Everything seems to be getting smarter these days.
First were the cellphones, then came smart cars, wristwatches, and houses. The next tech getting a brainy update will be, quite unusually, wind turbines.Yes, those giant, looming turbines you see as you drive past empty fields will soon be smarter than you . . . almost.
The turbines themselves won’t change much, as their infrastructure will remain. The only difference will be in production levels.
With wind and solar power leading our nation away from dependence on oil to power the nation’s energy grid, it only makes sense that we should increase their workload as much as we can.
New computer models have been able to get more efficiency from various components such as the turbine motors, to the blades that make the magic possible. According to MIT, “GE’s new 2.5-120 wind turbine…is a case in point. Its max. power output, 2.5 megawatts, is lower than that of the 2.85 megawatt turbine it’s superseding. But over the course of a year it can generate 15 percent more kilowatts hours.”
These upgrades, along with larger and more reliable turbines, have gone a long way to making the cost of harvesting wind much, much cheaper; cutting the cost more than half from two decades ago. The 6.5 cents it costs per kilowatt today is on par with natural gas companies, making wind turbines an extremely competitive market.
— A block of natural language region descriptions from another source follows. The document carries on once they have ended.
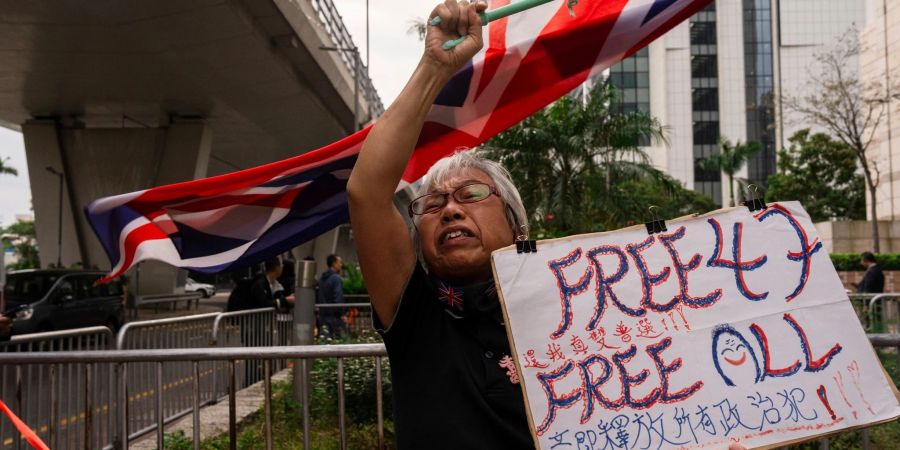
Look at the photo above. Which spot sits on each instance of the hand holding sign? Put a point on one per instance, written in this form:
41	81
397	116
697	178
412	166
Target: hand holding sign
713	333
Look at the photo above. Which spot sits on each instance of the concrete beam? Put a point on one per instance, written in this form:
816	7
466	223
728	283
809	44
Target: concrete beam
100	162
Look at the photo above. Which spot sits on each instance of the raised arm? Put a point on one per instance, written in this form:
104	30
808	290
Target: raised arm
385	249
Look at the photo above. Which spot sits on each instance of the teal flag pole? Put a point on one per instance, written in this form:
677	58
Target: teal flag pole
499	13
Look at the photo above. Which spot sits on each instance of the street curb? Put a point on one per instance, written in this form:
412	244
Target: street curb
214	418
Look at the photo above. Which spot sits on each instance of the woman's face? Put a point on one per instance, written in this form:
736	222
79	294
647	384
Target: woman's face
458	239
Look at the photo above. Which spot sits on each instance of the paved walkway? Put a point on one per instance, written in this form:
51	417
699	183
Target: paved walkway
215	303
214	418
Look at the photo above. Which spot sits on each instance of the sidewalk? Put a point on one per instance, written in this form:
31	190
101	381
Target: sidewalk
214	418
214	304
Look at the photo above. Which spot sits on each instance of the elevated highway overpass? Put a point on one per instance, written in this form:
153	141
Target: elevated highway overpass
121	96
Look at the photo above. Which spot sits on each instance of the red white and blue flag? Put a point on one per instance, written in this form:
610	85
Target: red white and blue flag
230	221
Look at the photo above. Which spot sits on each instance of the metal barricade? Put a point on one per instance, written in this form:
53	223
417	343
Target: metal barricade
883	313
67	404
357	317
170	299
860	303
126	360
143	379
249	328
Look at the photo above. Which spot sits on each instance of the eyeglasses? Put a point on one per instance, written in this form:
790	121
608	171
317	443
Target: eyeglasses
470	193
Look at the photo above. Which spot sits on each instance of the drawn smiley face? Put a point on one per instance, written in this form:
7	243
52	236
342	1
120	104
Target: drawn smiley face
733	352
733	357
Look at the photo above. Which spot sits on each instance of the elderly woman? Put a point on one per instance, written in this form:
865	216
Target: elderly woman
440	318
433	294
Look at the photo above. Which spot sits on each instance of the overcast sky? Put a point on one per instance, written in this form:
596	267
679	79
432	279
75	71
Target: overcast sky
393	56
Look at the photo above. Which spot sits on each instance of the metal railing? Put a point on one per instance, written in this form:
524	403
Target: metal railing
878	313
160	299
194	331
124	361
334	25
52	397
357	316
35	389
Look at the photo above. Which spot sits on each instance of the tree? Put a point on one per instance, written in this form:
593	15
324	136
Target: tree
4	168
849	109
23	238
576	161
821	173
730	160
417	27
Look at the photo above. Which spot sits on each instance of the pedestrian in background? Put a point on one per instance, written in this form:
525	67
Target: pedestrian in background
873	279
331	292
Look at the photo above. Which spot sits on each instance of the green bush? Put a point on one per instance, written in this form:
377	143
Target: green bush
850	261
359	385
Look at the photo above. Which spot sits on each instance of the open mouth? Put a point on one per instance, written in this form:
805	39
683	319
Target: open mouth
455	235
736	362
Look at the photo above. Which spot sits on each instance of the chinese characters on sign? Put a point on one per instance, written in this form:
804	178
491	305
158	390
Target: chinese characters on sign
714	332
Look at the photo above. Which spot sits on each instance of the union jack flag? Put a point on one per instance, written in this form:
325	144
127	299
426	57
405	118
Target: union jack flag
230	221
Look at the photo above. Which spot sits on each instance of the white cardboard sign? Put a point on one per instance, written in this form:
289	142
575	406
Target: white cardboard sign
729	327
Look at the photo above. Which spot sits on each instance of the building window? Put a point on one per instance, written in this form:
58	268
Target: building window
705	100
760	83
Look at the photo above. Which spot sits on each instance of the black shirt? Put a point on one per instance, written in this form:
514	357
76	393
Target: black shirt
873	281
445	346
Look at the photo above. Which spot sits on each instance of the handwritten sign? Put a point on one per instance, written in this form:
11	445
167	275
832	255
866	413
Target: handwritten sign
729	327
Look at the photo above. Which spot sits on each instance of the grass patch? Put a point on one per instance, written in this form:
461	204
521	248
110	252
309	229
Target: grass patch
287	414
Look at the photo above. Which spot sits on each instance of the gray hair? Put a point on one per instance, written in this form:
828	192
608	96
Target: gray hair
472	159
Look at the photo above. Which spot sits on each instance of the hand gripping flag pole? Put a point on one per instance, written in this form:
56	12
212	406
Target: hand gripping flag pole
499	13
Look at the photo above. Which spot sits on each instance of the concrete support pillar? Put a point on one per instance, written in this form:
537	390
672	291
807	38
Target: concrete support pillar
98	162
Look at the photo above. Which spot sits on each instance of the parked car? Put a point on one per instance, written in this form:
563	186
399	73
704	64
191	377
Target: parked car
49	300
206	290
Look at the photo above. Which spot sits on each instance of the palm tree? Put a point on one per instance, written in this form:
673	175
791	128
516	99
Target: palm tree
572	159
7	169
730	160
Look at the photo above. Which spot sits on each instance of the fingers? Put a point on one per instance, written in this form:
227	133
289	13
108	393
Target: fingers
462	25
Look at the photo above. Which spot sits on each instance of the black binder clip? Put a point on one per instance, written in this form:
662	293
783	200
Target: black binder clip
523	244
755	202
656	225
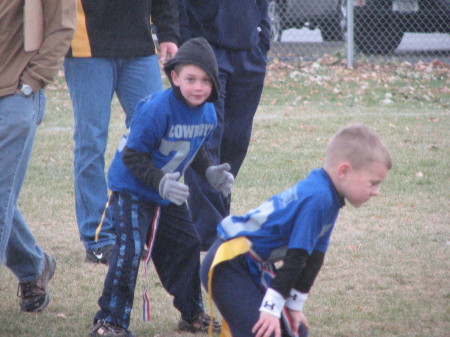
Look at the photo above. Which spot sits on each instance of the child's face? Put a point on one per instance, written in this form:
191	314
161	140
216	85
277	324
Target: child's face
195	84
358	186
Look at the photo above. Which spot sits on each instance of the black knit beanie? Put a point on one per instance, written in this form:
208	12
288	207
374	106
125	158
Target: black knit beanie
197	51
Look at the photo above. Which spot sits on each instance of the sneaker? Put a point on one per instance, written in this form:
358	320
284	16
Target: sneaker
34	295
100	255
105	329
200	324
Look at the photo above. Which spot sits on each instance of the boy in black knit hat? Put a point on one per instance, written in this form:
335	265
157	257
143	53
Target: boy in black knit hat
148	201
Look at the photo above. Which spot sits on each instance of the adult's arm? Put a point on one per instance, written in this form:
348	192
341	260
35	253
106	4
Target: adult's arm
59	27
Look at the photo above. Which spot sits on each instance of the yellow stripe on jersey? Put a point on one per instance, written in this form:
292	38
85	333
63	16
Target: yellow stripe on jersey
80	43
226	251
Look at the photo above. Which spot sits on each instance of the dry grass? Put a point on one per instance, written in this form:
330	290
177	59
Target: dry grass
387	271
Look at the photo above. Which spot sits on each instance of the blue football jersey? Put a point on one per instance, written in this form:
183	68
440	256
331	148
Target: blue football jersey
170	132
302	217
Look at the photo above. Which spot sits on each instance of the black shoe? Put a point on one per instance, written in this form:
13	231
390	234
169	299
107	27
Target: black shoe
200	324
100	255
34	295
105	329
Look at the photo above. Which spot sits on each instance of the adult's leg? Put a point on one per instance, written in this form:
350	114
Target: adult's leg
176	256
137	78
91	84
19	118
244	91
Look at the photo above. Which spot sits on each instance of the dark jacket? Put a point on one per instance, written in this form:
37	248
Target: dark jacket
228	24
121	28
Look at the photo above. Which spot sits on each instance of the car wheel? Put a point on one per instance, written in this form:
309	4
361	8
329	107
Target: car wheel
382	37
275	21
334	28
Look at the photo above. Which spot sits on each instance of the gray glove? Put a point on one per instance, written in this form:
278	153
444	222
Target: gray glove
172	190
219	178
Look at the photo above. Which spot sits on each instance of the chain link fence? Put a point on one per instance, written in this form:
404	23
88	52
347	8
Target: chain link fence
412	29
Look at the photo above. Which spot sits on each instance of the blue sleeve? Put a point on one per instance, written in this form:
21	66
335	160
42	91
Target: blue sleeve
311	229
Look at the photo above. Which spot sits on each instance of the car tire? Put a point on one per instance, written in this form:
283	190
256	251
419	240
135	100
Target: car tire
380	37
275	21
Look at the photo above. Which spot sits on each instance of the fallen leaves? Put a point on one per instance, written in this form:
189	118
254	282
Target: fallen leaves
328	79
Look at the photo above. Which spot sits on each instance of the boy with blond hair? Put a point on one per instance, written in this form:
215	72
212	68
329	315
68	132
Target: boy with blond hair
254	297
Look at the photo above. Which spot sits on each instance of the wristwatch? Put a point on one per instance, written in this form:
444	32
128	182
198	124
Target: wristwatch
26	90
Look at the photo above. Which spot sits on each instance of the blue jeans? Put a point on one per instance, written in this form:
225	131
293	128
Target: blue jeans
175	255
19	118
92	83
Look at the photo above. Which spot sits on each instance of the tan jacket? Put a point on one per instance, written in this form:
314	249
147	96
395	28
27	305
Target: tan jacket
35	68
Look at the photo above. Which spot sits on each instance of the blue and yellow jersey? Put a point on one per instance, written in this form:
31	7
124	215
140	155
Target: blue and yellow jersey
301	217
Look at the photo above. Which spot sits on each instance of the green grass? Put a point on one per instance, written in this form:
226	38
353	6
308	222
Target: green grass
387	270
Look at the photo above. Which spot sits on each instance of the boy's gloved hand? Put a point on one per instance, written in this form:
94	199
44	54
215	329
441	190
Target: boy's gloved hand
172	190
219	178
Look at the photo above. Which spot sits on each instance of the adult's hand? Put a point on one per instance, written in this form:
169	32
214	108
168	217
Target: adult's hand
168	50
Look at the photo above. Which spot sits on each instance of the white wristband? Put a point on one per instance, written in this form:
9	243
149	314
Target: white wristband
272	303
296	300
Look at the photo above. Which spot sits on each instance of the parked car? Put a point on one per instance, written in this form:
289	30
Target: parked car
327	15
379	25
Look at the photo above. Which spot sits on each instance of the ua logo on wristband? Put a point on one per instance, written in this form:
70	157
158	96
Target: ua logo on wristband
269	305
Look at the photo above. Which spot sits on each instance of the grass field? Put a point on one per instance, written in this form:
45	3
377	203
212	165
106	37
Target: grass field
387	271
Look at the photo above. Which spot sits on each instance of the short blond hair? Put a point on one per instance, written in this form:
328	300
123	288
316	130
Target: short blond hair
359	146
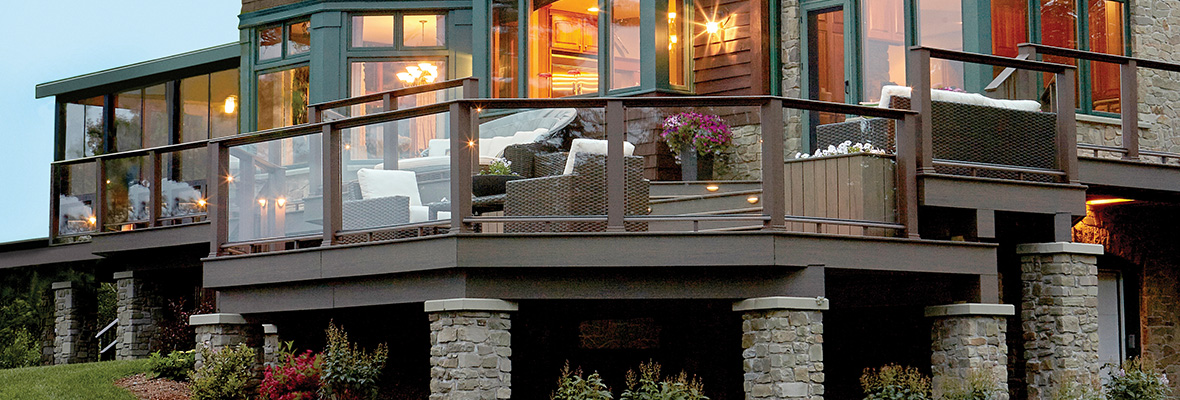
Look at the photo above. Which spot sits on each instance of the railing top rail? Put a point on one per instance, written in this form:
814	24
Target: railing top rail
688	102
395	92
996	60
1101	57
169	148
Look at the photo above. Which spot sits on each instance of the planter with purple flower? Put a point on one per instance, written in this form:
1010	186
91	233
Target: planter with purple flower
700	138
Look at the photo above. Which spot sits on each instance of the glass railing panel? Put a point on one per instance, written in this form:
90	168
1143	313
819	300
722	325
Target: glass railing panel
703	166
394	175
183	187
76	185
270	185
126	192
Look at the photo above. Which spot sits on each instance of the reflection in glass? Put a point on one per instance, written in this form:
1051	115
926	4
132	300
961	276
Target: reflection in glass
563	48
270	185
676	43
505	48
183	185
624	44
270	43
224	103
76	198
373	31
126	192
1106	32
128	120
299	38
155	117
424	31
84	128
282	98
413	135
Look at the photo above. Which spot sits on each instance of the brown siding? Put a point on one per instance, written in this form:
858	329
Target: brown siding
734	60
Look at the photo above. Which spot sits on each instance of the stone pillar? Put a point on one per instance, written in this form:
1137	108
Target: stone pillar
782	347
470	348
138	312
969	339
270	345
74	312
1059	314
221	330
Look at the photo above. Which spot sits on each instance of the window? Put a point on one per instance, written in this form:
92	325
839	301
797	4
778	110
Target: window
282	41
282	98
417	31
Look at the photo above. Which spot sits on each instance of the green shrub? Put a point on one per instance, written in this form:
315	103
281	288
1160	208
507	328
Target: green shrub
1138	380
175	366
895	382
979	385
648	385
225	374
349	372
571	386
21	351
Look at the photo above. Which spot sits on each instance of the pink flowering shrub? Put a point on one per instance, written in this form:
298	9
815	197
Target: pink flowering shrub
297	378
708	133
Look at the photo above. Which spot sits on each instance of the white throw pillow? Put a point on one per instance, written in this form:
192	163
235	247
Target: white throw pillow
382	183
590	146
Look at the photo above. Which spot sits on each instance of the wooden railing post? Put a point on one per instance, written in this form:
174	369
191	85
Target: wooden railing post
906	171
616	184
217	204
333	146
1067	125
464	139
1128	102
774	192
918	74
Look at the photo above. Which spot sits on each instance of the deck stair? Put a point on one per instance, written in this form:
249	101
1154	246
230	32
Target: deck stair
694	198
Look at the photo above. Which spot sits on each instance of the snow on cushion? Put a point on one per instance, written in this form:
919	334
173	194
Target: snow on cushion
590	146
386	183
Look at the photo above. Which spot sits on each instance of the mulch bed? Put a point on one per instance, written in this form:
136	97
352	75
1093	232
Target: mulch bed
144	388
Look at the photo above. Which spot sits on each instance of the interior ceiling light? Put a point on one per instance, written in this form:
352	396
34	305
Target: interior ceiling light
1107	201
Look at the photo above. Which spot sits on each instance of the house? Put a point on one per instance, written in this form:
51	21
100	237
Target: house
321	170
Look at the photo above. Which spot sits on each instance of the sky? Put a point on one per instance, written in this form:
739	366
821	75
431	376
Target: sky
46	41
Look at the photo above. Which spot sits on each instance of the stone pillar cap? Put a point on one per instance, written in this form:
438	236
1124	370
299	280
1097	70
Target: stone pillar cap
470	305
216	319
1060	248
965	309
781	302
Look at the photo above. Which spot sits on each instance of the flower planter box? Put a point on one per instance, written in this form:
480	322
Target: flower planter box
847	187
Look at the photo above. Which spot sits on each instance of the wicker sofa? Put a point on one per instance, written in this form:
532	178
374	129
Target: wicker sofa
963	132
581	192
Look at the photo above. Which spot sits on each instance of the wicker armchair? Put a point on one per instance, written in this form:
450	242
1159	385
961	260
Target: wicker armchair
582	192
371	212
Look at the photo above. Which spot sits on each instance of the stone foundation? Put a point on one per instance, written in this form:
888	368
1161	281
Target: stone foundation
782	347
1059	314
139	313
74	313
471	348
968	339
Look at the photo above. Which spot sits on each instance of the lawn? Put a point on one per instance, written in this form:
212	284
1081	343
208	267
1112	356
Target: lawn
91	380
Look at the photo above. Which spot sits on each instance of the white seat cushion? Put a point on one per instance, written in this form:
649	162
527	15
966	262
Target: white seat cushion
386	183
590	146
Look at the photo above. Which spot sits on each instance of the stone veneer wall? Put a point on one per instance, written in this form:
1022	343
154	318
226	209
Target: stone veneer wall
782	354
1059	314
1145	235
963	343
139	312
470	355
74	310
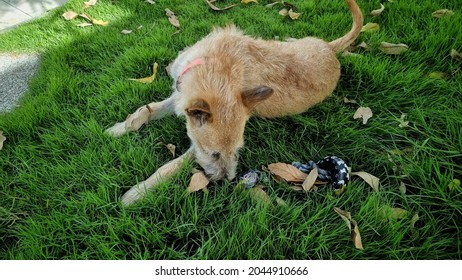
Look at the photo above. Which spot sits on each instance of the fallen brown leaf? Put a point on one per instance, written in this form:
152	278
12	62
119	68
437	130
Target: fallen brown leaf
349	101
364	113
270	5
310	180
171	148
89	3
356	236
70	15
84	24
215	8
378	11
2	139
287	172
456	55
172	18
370	27
442	13
150	79
198	182
371	180
390	48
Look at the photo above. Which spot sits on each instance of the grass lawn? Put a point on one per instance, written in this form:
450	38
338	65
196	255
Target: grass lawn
61	176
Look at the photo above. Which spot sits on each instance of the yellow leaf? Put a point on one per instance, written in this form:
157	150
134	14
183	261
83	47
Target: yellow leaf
293	15
287	172
99	22
442	13
198	182
310	179
371	180
149	79
364	113
370	27
215	8
378	11
390	48
70	15
2	139
356	236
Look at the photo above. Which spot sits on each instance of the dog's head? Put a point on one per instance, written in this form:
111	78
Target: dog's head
215	124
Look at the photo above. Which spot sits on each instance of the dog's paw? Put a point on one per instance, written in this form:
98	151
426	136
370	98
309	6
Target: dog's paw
117	130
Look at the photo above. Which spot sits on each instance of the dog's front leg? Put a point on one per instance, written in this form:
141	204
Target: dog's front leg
162	174
142	115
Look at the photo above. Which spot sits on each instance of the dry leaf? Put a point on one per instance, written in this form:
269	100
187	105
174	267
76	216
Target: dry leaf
284	12
389	48
371	180
456	55
280	202
171	148
356	236
310	180
90	3
215	8
438	75
378	11
99	22
198	182
85	16
349	101
346	216
172	18
363	45
149	79
293	15
70	15
370	27
402	122
258	193
271	4
2	139
287	172
363	112
84	24
442	13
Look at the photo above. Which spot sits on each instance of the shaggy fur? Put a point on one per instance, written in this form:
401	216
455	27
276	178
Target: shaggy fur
238	77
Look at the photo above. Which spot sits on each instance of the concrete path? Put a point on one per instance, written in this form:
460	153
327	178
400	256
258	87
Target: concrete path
16	69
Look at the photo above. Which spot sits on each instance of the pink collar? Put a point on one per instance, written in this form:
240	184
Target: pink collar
195	62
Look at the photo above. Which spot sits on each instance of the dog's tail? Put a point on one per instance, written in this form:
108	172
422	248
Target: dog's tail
345	41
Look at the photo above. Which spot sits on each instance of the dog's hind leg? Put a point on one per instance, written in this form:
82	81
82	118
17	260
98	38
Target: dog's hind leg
142	115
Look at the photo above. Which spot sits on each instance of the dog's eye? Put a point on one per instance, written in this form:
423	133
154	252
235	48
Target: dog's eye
216	155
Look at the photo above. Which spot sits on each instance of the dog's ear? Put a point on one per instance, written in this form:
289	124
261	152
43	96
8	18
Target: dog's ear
252	97
199	111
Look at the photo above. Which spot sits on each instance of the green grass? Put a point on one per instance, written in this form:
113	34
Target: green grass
61	176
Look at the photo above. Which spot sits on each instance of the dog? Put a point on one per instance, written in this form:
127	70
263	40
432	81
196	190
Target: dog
227	77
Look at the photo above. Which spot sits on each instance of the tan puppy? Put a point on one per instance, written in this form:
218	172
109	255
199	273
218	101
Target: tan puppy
227	77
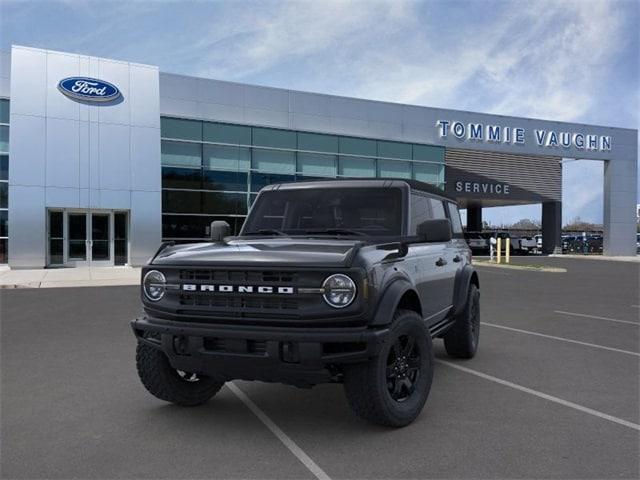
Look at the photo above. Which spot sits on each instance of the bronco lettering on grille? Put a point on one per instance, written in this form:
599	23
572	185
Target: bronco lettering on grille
192	287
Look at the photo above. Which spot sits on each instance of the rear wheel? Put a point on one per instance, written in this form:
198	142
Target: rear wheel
391	388
171	385
461	340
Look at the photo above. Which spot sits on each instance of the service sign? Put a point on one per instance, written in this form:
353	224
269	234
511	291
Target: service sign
88	89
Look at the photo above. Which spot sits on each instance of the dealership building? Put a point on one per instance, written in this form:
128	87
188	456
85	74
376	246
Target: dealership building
101	160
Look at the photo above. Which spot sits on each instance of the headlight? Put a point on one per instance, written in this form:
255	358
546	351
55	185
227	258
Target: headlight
153	285
339	290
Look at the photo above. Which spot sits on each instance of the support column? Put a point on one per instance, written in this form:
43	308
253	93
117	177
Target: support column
620	198
474	218
551	227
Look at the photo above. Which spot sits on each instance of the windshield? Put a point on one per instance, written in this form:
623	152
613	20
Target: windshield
335	211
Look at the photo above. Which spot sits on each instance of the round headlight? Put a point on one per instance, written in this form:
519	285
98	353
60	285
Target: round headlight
339	290
153	285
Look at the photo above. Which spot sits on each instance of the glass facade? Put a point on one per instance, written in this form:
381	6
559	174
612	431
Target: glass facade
212	171
4	180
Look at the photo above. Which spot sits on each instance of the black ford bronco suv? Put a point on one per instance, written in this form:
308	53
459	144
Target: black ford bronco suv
343	281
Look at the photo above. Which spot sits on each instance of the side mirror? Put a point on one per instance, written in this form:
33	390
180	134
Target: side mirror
219	230
434	230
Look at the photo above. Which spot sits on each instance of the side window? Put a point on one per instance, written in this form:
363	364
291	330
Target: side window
454	216
437	209
419	211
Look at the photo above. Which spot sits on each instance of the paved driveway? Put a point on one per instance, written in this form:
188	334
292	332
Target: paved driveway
553	393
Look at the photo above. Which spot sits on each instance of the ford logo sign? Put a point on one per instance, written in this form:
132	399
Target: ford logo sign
89	89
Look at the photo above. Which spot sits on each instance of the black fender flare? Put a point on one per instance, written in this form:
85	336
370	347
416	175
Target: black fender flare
465	277
390	299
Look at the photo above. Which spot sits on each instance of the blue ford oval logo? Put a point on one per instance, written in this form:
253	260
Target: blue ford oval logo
89	89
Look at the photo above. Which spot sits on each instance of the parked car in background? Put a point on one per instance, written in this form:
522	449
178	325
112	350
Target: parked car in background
528	245
477	242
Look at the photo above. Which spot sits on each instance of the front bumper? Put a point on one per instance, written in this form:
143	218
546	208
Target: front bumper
294	355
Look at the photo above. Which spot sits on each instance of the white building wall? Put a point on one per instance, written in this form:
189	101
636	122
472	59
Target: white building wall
70	154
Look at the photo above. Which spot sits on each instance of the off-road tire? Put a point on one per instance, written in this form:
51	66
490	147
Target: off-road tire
461	340
367	386
164	382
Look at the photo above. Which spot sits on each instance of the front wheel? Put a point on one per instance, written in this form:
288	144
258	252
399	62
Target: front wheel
392	388
171	385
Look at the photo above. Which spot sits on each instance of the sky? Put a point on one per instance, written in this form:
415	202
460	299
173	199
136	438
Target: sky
558	60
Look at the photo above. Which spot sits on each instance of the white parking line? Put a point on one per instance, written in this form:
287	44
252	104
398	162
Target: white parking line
283	437
562	339
595	317
536	393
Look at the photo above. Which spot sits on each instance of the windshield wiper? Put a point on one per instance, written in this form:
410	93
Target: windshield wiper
267	231
336	231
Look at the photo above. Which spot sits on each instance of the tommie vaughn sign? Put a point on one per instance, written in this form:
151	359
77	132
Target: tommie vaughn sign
88	89
478	132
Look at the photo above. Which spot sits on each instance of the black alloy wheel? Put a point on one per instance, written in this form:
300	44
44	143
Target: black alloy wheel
403	368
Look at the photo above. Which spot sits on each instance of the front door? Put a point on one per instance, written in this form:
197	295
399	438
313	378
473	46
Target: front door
100	245
90	238
77	239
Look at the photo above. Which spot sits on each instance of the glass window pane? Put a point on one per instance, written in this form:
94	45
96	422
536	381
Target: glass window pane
55	225
428	153
179	153
56	248
271	137
181	177
454	216
4	195
195	227
4	139
224	203
318	143
225	133
4	251
4	223
178	128
357	167
428	172
260	180
316	164
394	150
274	161
437	209
4	111
227	158
4	167
358	146
419	212
174	201
217	180
393	169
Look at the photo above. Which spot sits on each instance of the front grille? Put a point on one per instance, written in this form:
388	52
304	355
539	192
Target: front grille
238	305
240	276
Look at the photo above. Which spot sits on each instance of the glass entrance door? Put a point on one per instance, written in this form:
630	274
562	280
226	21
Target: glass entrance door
87	238
100	241
77	239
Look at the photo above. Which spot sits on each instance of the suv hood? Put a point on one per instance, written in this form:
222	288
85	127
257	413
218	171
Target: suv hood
281	252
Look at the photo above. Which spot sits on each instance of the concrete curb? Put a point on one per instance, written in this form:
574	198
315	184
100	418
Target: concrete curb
520	267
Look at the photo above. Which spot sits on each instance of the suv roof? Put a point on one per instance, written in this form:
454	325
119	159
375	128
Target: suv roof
362	183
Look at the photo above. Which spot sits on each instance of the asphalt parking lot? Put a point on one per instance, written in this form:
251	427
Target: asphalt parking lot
552	393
According to the Electric Reliability Council of Texas, the “latest data on wind turbine performance and costs suggests that wind power is likely to be more cost-effective than natural gas over the next 20 years…” This marks a huge milestone in the future feasibility of green technology, and will encourage further development of alternative energy producers, which, as we’ve written, 2013 promises to be a great year for.